So have pension funds and mutual funds, as well as a whole other category of investors — nonprofit groups, endowments, private equity firms and personal trusts.

The stock market is off to its best start since 1987, but these investors are expected to dump hundreds of billions of dollars of shares this year.

So who is pushing prices higher? In part, the companies themselves.

American corporations flush with cash from last year’s tax cuts and a growing economy are buying back their own shares at an extraordinary clip. They have good reason: Buybacks allow them to return cash to shareholders, burnish key measures of financial performance and goose their share prices.

The surge in buybacks reflects a fundamental shift in how the market is operating, cementing the position of corporations as the single largest source of demand for American stocks. The binge has helped sustain a bull market approaching its 10th birthday, even in the face of political, international and economic uncertainty.

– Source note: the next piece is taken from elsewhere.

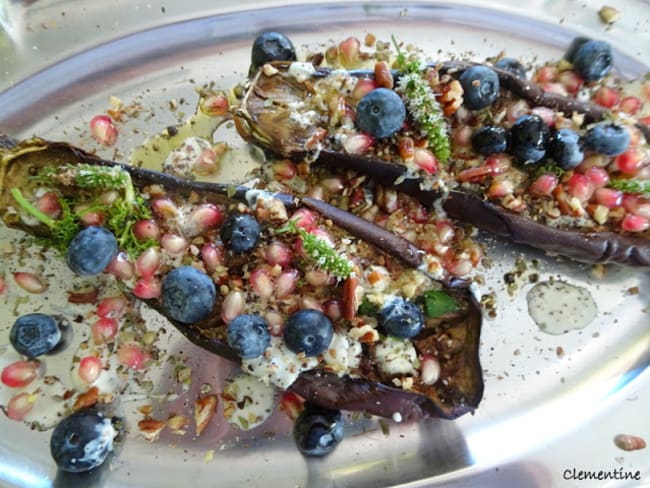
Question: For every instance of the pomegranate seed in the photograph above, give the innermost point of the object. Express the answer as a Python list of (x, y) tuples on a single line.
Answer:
[(635, 223), (630, 105), (215, 105), (581, 187), (20, 373), (121, 267), (305, 219), (285, 169), (277, 253), (233, 305), (262, 283), (147, 288), (291, 404), (113, 307), (606, 96), (359, 143), (212, 256), (49, 204), (598, 176), (174, 244), (429, 369), (131, 355), (103, 130), (90, 367), (20, 405), (104, 330), (426, 161), (630, 161), (148, 263), (349, 50), (609, 197), (146, 229), (286, 283), (30, 282), (544, 185)]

Since the market rally began in March 2009, the S&P 500 has risen more than 300 percent as the United States recovered from the worst financial crisis since the Great Depression. But few expect those kinds of gains over the next decade. Facing the prospect of a period of relatively low returns — or even a bear market for stocks — many investors are eager to protect their gains or to find more appealing investments, like emerging markets and corporate bonds, outside the American stock market.

“There’s no reason to be a hog,” said Rich Robben, interim chief investment officer of the Kentucky Retirement Systems, which manages more than $17 billion in the state’s retirement and insurance funds. “We’ve all eaten at the public equity trough very well for 10 years now. And we felt it was just time to reduce that exposure a bit.”

Mr. Robben said his pension fund, which pays benefits to more than 100,000 retired state and county workers, has been cutting its stake in the domestic stock market for 18 months.

Such prudence paid off late last year, when concerns about a sluggish global economy, rising interest rates and slowing corporate profits hit the market. The S&P 500 fell 14 percent in the fourth quarter, and 9 percent in December alone. That was the worst monthly performance since February 2009, and badly shook investor confidence.

Since the worst of the sell-off, on Dec. 24, the S&P 500 is up roughly 19 percent. But data show that many investors remain nervous: In every week this year, money has flowed out of domestic stock market mutual funds and exchange-traded funds — as much as $15 billion in the last week of January, according to EPFR Global, which tracks flows into and out of funds. These investors, overwhelmingly individuals, have moved money into bonds and cash.

Henry Crutcher has missed a bit of the rebound. Mr. Crutcher, a 44-year-old software company owner in Atlanta, saw December’s crack in the stock market as a buying opportunity and moved roughly 10 percent of his portfolio from cash into a Russell 2000 exchange-traded fund. After enjoying a couple weeks of rising stock prices, he sold it, missing much of the roughly 10 percent of additional gains that have come since mid-January.

“Right now I’m partially invested,” Mr. Crutcher said. “I’m not totally sitting on the sidelines. But I’m more on the sidelines than I think I should be.”

Survey data suggests portfolio managers at many mutual funds and hedge funds have also been skittish about chasing the market higher.